Internationale Grüne Woche

Deutsche Standards als Maßstab

Die Landwirtschaft übernehme Verantwortung für Mensch, Tier und Umwelt, erklärte Bundeslandwirtschaftsminister Schmidt zum Auftakt der Grünen Woche. Bundeskanzlerin Merkel betonte die Notwendigkeit, die hohen Standards der deutschen Land- und Ernährungswirtschaft zu halten.

Bundeslandwirtschaftsminister Schmidt trinkt ein Glas Milch an einem Stand auf der Grünen Woche
Ernährungspolitik muss durch Information, Bildung und Motivation wirken, so Bundeslandwirtschaftsminister Schmidt. Foto: picture-alliance/dpa/Jensen

Auf der Internationalen Grünen Woche (IGW), die in diesem Jahr zum 80. Mal stattfindet, zeigen rund 1700 Aussteller landwirtschaftliche Innovationen und ein riesiges Angebot von Lebensmitteln. Das diesjährige Partnerland Lettland ist mit über 100 Lebensmittelproduzenten vertreten. Zur Eröffnung traf Bundeskanzlerin Angela Merkel mit dem lettischen Staatspräsidenten Andris Bērziņš zusammen.

Die Internationale Grüne Woche ist die weltweit größte Verbrauchermesse im Bereich Ernährung. Vom 16. bis zum 25. Januar zeigen in Berlin 1.658 Aussteller aus 58 Ländern ihre kulinarischen Traditionen und Innovationen. Erwartet werden 420.000 Besucherinnen und Besucher.

Ländliche Regionen sind unser Rückgrat

Die deutschen Verbraucher seien sehr zufrieden mit der Qualität und der Vielfalt des Angebots in Deutschland, erklärte Bundeslandwirtschaftsminister Christian Schmidt. Die Landwirtschaft übernehme Verantwortung für Mensch, Tier und Umwelt.

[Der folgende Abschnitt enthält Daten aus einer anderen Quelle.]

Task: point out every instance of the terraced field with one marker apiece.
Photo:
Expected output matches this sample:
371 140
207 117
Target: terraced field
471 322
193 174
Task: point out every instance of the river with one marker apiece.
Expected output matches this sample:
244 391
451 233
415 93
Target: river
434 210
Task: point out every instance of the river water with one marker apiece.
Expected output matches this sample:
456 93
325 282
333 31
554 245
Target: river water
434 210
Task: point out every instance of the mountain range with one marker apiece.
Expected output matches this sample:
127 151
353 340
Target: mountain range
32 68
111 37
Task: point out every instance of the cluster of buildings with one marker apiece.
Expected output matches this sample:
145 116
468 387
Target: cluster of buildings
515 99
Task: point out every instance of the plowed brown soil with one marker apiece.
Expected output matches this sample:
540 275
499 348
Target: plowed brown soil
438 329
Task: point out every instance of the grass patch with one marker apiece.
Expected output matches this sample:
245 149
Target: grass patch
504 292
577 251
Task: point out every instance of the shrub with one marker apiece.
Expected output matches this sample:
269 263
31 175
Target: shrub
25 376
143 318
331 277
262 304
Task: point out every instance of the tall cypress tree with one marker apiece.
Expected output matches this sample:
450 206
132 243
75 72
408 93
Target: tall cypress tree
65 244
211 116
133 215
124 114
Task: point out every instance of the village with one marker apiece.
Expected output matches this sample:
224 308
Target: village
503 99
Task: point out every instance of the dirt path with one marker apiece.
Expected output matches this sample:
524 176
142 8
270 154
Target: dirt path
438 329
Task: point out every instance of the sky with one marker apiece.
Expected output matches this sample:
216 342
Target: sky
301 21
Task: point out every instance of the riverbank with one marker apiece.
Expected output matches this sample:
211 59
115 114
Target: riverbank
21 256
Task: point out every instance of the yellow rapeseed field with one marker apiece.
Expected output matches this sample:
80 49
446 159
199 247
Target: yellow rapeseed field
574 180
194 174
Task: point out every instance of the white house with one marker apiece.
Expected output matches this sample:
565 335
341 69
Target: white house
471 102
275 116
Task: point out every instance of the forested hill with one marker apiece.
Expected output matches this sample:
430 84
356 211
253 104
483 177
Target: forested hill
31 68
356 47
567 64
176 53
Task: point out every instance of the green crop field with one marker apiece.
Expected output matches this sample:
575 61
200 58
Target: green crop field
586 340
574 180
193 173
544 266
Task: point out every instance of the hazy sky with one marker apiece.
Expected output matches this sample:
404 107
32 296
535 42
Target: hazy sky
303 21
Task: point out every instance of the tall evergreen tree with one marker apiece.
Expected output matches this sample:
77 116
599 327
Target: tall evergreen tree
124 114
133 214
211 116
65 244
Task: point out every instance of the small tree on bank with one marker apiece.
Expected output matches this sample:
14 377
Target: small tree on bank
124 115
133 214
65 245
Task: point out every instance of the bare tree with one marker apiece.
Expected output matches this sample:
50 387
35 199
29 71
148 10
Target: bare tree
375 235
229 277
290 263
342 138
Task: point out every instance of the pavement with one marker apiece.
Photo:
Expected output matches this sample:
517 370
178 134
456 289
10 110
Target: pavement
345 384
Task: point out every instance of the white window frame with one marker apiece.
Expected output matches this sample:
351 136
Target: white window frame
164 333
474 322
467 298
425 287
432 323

Er würdigte in diesem Zusammenhang die ländlichen Regionen als "Rückgrat Deutschlands". Die Bundesregierung vernetze und bündele gute Aktivitäten für ländliche Regionen und starte einen Wettbewerb der Ideen, um die ländlichen Räume fit für die Zukunft zu machen. Schmidt sprach sich auch gezielt für den Abbau von Bürokratie aus: Einfache und praktikable Regeln seien ein entscheidender Schlüssel für mehr Wettbewerbsfähigkeit der Landwirtschaft.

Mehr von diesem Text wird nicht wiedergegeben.